While the focus is typically on the loss of wealth and skills whenever talk of the brain drain comes up, highly skilled South Africans that remain in the country often try to see the silver lining in their talents being in higher demand as a result.
However, Pauw has warned that the reality for these skilled South Africans can be a bit more challenging in the long run.
“What makes it challenging for corporates is that when there is a certain type of specialist skill that is lost to the country, that skill becomes so sought after that companies pay well above the benchmark to obtain the skills,” said Pauw.
“Job hopping becomes more prevalent as these employees often go where they are paid the most. They become unaffordable in the long run.
“It is important that organisations future-proof their business and fast-track growth and development of critical skills so that there is sufficient bench strength that will be able to lead their organisations forward despite the brain drain.
“We also need to ensure that our employee value propositions are attractive enough to retain employees, despite the challenges experienced in the country.”
Pauw added that the loss of skills in South Africa can be two-fold, with many scenarios where an employee’s partner or spouse found employment abroad, taking them with them.

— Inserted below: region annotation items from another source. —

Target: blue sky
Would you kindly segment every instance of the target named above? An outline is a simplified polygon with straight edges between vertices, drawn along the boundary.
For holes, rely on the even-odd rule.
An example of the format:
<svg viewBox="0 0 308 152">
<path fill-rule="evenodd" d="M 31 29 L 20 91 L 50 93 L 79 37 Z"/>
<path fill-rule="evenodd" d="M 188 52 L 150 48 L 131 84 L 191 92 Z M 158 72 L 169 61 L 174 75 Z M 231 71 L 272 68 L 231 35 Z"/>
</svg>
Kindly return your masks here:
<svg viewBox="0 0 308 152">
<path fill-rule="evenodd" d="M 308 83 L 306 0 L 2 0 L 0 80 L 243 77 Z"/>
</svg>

In many of these cases the partners are also highly qualified and skilled, meaning the country loses two skilled individuals, not just the one.
Loss of wealth
Another issue that affects those who stay behind is that emigrating South Africans are also taking their wealth with them.
“We have seen an overall increase in the demand for offshore investments at Momentum Wealth and Momentum Wealth International,” said Martin Riekert, executive head of Momentum Retail Investments.
“This might be for various reasons: either that investors want to diversify their investments to hedge certain country-specific risks like political risks in South Africa, or to maintain their international spending power.
“The latter is typically considered if investors are contemplating to emigrate,” he said.
According to Pauw, when highly skilled and paid workers leave the country, it severely impacts the country’s income and ability to develop the country.
“The reality is that the higher your salary, the higher your tax bracket which means more money contributing to developing the South African infrastructure.”
Pauw said it is rarely lower-earning employees that leave – and that the loss of skilled, high-earning workers has made a visible impact.
The impact is then felt in tax collection, which negatively impacts South Africa’s tax base, given that the country is reliant on a narrow base to support the stretched fiscus.
Further evidence of these issues will be seen in the 2020 Budget Speech at the end of February, where it is widely expected that government will impose further taxes on South Africans – particularly the wealthy – to plug a widening budget deficit.